Friday, June 16, 2017

Richard Florida on the issue of rising economic inequality


In 2002, Professor Richard Florida literally wrote the book on how and why high tech businesses clustered in certain areas, and completely ignored others.  The old, Industrial Age businesses went to cities that bribed them with tax incentives and infrastructure improvements.  When one of those companies built a factory in a city, the workers followed.  Richard Florida found that the high tech industry did just the opposite.  Those businesses moved to where the talented workers were.  Those workers were the Yuppie hordes that moved to cities with good art and music scenes, tolerant cultures, and lots of fun stuff going on. 

That 2002 book by Florida, The Rise of the Creative Class, got towns and cities all over the world trying to create a better environment to attract those high tech and similar workers, what he called "The Creative Class."

 It happened right here in Winston-Salem, North Carolina, where I'm living now.  The old Reynold's tobacco complex that built the economy of this city has been turned into a biotech research and business incubator.  The old warehouses that once held tobacco and textile mills are now Yuppie apartments.  The downtown area  that was largely empty 20 years ago is now bustling and being rebuilt.  Winston-Salem is one of many cities that have amped up their downtowns in the 15 years since Florida's seminal book. 

But the high tech success comes at a cost, and the cost is turning out to be much higher than Richard Florida originally anticipated.  When the high tech Yuppies deem a place cool and start moving in to work in new, high paying jobs, several things happen.  They drive up real estate prices, which make it much harder for the lower paid service workers to survive.  They wind up gentrifying old neighborhoods, often driving out some of the quirky and artsy businesses that made the place cool in the first place.  As a city focuses on rebuilding their downtown to attract these Creative Class workers and hopefully attract high tech start-ups, money is diverted from other parts of the city, and rural areas.  This is the New Urban Crisis, the title of Florida's new book. 

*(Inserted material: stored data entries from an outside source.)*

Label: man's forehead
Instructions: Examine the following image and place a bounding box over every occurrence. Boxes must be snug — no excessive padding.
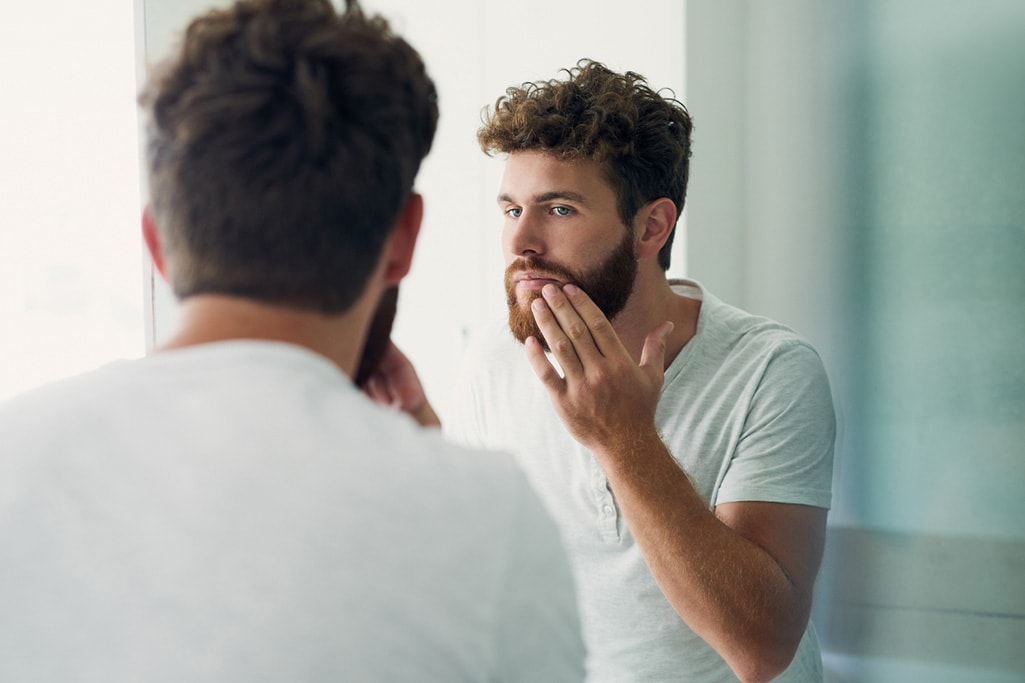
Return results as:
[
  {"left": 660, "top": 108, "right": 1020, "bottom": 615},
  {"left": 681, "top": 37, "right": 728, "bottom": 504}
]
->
[{"left": 498, "top": 151, "right": 610, "bottom": 203}]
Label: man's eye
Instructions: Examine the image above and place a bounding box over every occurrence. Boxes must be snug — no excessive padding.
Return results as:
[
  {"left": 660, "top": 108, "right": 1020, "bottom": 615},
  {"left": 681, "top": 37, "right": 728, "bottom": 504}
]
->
[
  {"left": 552, "top": 206, "right": 572, "bottom": 216},
  {"left": 505, "top": 207, "right": 522, "bottom": 218}
]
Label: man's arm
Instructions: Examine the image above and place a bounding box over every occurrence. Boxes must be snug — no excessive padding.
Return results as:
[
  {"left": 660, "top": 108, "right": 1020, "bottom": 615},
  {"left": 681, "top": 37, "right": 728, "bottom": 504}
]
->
[
  {"left": 525, "top": 283, "right": 826, "bottom": 683},
  {"left": 594, "top": 438, "right": 826, "bottom": 683}
]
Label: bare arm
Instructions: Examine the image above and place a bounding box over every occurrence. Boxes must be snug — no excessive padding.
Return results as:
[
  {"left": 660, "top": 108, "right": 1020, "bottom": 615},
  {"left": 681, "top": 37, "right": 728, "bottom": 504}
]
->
[
  {"left": 598, "top": 439, "right": 825, "bottom": 683},
  {"left": 526, "top": 283, "right": 825, "bottom": 683}
]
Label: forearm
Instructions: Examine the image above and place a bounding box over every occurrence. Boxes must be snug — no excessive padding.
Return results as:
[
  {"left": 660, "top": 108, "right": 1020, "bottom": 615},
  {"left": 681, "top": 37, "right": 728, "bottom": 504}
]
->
[{"left": 595, "top": 433, "right": 810, "bottom": 683}]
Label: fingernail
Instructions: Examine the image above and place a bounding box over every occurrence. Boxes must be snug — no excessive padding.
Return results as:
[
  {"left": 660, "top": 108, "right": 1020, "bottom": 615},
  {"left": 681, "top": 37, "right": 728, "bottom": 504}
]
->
[
  {"left": 563, "top": 283, "right": 579, "bottom": 296},
  {"left": 542, "top": 283, "right": 558, "bottom": 297}
]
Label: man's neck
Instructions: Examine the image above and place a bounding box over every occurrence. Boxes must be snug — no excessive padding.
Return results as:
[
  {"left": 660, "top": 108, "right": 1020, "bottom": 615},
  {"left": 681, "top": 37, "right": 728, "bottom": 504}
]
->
[
  {"left": 611, "top": 273, "right": 701, "bottom": 369},
  {"left": 158, "top": 295, "right": 364, "bottom": 378}
]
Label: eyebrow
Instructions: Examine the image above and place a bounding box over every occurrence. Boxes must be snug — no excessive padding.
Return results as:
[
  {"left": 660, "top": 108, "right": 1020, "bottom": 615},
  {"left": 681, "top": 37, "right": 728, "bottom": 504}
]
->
[{"left": 497, "top": 190, "right": 591, "bottom": 206}]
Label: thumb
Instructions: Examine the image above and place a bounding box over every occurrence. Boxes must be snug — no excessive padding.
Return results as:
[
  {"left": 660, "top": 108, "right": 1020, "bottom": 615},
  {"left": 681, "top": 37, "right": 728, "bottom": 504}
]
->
[{"left": 639, "top": 321, "right": 674, "bottom": 375}]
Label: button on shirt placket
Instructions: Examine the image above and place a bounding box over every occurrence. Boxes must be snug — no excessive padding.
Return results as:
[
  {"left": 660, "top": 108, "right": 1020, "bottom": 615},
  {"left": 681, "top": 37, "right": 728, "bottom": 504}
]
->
[{"left": 589, "top": 455, "right": 620, "bottom": 542}]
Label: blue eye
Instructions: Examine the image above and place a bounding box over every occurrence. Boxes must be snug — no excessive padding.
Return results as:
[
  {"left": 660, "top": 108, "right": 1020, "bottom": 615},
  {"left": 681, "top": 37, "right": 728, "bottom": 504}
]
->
[
  {"left": 505, "top": 207, "right": 522, "bottom": 218},
  {"left": 552, "top": 206, "right": 572, "bottom": 216}
]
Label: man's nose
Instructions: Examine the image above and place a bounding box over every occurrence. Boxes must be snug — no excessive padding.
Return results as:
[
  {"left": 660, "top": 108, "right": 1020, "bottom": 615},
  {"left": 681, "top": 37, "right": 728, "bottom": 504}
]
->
[{"left": 506, "top": 208, "right": 545, "bottom": 257}]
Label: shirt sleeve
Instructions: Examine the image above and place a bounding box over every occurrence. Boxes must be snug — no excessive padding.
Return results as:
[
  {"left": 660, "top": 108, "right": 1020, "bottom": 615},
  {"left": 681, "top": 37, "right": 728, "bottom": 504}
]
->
[{"left": 715, "top": 341, "right": 836, "bottom": 508}]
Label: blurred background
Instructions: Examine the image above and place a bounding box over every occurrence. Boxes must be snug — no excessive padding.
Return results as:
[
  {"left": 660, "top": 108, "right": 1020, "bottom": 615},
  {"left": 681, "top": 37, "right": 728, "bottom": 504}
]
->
[{"left": 1, "top": 1, "right": 1022, "bottom": 680}]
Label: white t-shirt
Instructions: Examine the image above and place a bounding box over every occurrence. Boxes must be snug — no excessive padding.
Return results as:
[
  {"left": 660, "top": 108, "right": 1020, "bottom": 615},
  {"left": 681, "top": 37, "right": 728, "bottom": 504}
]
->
[
  {"left": 446, "top": 281, "right": 835, "bottom": 682},
  {"left": 0, "top": 341, "right": 585, "bottom": 682}
]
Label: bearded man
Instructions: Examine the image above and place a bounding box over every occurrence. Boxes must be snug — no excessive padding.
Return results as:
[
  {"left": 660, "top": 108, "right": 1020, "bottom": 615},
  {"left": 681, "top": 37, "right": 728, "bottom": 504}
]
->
[{"left": 372, "top": 60, "right": 836, "bottom": 683}]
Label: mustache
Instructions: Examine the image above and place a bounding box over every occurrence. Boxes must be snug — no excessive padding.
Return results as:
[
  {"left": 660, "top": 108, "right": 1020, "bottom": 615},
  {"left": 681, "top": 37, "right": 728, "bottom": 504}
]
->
[{"left": 504, "top": 257, "right": 578, "bottom": 285}]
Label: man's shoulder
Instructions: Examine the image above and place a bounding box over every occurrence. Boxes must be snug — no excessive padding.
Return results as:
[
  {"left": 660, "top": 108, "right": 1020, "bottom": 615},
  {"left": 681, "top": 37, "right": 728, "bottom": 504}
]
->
[
  {"left": 698, "top": 289, "right": 817, "bottom": 356},
  {"left": 0, "top": 360, "right": 131, "bottom": 423},
  {"left": 400, "top": 419, "right": 522, "bottom": 481}
]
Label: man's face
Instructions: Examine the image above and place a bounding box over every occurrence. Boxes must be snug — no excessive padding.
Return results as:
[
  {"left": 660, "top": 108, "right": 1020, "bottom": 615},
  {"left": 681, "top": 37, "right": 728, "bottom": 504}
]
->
[{"left": 499, "top": 151, "right": 638, "bottom": 348}]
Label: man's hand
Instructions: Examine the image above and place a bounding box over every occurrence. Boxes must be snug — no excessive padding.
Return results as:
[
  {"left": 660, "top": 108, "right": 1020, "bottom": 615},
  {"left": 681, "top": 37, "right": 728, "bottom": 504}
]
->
[
  {"left": 525, "top": 283, "right": 673, "bottom": 451},
  {"left": 362, "top": 341, "right": 441, "bottom": 427}
]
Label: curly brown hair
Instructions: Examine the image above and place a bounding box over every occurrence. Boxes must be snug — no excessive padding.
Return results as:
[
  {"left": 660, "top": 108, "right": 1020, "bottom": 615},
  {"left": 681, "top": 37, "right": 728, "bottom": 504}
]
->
[
  {"left": 478, "top": 59, "right": 692, "bottom": 270},
  {"left": 139, "top": 0, "right": 438, "bottom": 313}
]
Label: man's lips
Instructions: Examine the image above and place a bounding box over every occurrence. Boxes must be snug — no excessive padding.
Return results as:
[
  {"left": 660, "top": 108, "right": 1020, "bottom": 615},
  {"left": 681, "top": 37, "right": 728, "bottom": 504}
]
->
[{"left": 513, "top": 272, "right": 564, "bottom": 290}]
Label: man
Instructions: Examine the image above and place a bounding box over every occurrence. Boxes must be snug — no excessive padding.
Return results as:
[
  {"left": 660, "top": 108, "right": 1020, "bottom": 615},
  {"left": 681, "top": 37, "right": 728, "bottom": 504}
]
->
[
  {"left": 0, "top": 1, "right": 584, "bottom": 680},
  {"left": 441, "top": 61, "right": 836, "bottom": 682}
]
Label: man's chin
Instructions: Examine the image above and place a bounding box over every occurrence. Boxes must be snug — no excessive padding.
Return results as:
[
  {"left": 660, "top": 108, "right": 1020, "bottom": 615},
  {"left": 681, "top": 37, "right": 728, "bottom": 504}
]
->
[{"left": 506, "top": 304, "right": 546, "bottom": 349}]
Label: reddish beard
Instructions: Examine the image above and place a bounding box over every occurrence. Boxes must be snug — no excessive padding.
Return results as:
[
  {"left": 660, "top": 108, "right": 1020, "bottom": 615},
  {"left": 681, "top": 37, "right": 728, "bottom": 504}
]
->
[{"left": 504, "top": 230, "right": 638, "bottom": 351}]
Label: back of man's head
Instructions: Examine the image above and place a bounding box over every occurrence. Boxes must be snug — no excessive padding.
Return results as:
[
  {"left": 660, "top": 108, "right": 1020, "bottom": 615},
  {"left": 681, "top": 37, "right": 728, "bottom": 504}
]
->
[{"left": 140, "top": 0, "right": 438, "bottom": 314}]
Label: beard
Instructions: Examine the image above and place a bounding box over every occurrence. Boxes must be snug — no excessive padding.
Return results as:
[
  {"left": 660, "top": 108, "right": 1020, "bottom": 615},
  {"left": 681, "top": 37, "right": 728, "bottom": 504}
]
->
[
  {"left": 505, "top": 230, "right": 637, "bottom": 351},
  {"left": 355, "top": 284, "right": 399, "bottom": 387}
]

Decades ago, the "white flight" to the suburbs left many downtown areas poor and decaying.  Urban decay became a huge problem, and ultimately led to all kinds of crime, rampant drug problems, and riots.  In today's world, the downtown areas have been reclaimed by the Creative Class and other high paid workers, while suburbs, small towns, and rural areas now have major drug epidemics, more violent crime, poverty, and millions of poor people who are sick of their lowering standard of living. This rising unease of the suburban and rural poor fuels the populist movements on both the Left and the Right, and much of the polarization in our country.  Now Florida is setting his sights on how to combat this and raise the standard of living for everyone.